Here the focus lies on different material than texts, that is photographic material. Furthermore, the notions of performativity and performance are especially highlighted and the discursive power of the archive underlined.

Under the term “interfaith”, efforts are being made in the present to revise the universalist foreshortenings of the concept of religion. However, the revision can only succeed if the deconstruction of essentialist attributions of “identity” within the category of gender and religion as well as agency and human flourishing come simultaneously into focus.

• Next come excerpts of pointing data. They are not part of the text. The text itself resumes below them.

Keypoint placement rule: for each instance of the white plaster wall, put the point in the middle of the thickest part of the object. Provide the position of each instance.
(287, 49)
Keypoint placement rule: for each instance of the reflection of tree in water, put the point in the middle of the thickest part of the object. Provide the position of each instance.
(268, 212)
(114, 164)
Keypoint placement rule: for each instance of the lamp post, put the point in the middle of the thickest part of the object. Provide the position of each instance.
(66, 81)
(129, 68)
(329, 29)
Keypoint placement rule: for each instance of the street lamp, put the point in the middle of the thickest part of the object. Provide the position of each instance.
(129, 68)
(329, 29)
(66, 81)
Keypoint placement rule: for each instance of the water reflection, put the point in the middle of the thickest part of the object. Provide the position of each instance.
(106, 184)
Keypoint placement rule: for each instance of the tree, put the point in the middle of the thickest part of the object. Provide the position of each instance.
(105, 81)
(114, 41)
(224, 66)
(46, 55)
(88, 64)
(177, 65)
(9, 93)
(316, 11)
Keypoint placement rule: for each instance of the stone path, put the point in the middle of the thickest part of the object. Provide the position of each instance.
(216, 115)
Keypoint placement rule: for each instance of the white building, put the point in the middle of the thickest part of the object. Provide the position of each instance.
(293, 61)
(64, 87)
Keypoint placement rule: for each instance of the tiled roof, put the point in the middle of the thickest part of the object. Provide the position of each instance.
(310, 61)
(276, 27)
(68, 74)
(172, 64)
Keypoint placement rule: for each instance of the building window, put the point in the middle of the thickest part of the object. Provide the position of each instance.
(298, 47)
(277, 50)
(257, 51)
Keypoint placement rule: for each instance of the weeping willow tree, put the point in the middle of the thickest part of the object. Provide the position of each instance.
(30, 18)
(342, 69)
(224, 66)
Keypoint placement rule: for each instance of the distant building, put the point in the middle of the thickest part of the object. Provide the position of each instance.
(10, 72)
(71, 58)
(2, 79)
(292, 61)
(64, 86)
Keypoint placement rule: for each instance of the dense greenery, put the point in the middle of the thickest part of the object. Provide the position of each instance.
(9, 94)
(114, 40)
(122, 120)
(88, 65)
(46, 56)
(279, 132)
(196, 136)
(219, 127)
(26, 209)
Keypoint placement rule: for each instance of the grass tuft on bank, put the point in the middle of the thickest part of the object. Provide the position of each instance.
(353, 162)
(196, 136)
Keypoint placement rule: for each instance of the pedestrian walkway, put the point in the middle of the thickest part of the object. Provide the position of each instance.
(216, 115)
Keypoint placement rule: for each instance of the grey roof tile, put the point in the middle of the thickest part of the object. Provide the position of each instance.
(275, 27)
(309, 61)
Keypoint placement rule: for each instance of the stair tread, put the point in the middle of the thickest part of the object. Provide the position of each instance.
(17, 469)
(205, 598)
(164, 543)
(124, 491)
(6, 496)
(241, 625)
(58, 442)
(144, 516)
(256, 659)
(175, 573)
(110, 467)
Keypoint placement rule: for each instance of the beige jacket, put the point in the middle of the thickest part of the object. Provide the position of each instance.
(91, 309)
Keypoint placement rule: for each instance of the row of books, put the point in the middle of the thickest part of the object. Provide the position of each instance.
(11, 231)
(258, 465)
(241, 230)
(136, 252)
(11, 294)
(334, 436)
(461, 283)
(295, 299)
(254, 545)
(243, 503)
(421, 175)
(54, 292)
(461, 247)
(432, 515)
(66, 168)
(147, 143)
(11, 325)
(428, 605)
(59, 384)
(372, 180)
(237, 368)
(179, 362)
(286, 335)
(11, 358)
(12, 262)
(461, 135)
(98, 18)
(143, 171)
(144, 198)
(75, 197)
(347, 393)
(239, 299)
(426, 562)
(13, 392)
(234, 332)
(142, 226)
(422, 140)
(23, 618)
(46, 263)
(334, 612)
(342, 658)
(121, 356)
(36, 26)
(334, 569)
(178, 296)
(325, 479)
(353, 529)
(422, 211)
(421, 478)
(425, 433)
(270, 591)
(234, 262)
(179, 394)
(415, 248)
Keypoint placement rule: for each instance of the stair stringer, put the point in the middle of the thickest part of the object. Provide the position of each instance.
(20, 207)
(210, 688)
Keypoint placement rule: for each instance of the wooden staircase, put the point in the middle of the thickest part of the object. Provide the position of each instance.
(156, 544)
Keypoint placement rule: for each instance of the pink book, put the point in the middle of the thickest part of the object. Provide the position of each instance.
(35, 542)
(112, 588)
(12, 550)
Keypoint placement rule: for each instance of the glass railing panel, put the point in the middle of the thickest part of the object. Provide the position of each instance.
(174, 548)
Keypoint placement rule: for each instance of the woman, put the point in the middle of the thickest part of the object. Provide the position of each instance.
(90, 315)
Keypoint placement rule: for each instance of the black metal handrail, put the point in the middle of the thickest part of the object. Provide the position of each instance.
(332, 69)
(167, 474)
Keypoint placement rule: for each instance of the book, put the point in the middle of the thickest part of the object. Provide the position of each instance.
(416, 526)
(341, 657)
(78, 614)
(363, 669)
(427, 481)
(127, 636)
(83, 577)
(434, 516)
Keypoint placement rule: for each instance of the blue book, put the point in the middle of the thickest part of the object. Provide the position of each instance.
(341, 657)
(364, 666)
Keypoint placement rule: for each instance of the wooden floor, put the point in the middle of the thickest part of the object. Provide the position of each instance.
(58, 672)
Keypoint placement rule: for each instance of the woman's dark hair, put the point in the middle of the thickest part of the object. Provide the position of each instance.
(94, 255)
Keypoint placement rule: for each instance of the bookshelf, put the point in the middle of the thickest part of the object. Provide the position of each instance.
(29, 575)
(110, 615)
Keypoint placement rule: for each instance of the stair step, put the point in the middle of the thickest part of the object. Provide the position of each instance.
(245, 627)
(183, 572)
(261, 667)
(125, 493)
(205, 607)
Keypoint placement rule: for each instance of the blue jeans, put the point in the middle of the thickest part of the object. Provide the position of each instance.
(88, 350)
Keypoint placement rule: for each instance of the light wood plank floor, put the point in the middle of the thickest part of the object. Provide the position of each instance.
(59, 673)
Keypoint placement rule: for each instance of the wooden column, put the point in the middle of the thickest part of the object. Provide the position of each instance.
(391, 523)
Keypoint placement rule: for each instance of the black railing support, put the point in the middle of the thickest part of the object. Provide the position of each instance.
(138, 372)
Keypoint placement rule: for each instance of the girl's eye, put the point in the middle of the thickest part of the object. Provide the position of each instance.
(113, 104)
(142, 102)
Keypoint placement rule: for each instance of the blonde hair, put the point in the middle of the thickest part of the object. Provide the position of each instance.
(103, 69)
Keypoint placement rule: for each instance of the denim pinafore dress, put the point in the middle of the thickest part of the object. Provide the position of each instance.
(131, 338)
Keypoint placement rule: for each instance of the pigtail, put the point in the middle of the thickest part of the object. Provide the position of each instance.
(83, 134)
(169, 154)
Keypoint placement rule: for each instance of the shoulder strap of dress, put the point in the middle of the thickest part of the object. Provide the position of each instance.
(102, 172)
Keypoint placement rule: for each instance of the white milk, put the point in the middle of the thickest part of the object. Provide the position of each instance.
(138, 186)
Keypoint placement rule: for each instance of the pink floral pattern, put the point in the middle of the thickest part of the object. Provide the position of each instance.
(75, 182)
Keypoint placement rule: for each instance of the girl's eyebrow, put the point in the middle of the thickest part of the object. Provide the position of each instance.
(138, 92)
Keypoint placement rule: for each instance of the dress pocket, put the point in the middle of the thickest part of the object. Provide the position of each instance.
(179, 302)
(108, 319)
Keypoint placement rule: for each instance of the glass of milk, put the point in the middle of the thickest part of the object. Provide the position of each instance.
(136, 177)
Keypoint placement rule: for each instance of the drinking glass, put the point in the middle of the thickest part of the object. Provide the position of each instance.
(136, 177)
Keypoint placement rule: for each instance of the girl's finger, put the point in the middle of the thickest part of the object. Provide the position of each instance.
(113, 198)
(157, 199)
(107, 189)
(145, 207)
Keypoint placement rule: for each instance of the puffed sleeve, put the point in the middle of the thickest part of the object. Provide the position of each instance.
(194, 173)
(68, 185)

The chapter discusses this question with personal visual material from Mali and critiques the neo-colonial structures in relation to the African Imagination, as it was presented in the recent reporting on the religious aspects of war in Mali. The present photographic series is an epistemological deconstruction of the existing order of knowledge: A supposed predetermination of the lives of gendered subjects in Mali, both through cultural and religious values and the actuality of the wartime violence, manifest themselves as a part of “Western” projection.

The alleged traditions of Malian society persist in the contemporary context and come into the picture. However, facial tattoos, bright dresses, and individual colourful headdresses as an embodiment are a religious persiflage or catachresis of the prescribed Islamic tradition. Thus, even visually, these norms do not exist as abstract prescriptions which restrict human life, but rather as a lived religious practice, opening up individually in a performative, material variety and facilitating subject formation and agency in relation to religious discourse.

For the argumentation, reproductions of selected objects of my photographic archive from Mali are used. Furthermore, the possibility of overcoming colonial and neo-colonial photographic canons is discussed with the new concept and practice of “agency photography”.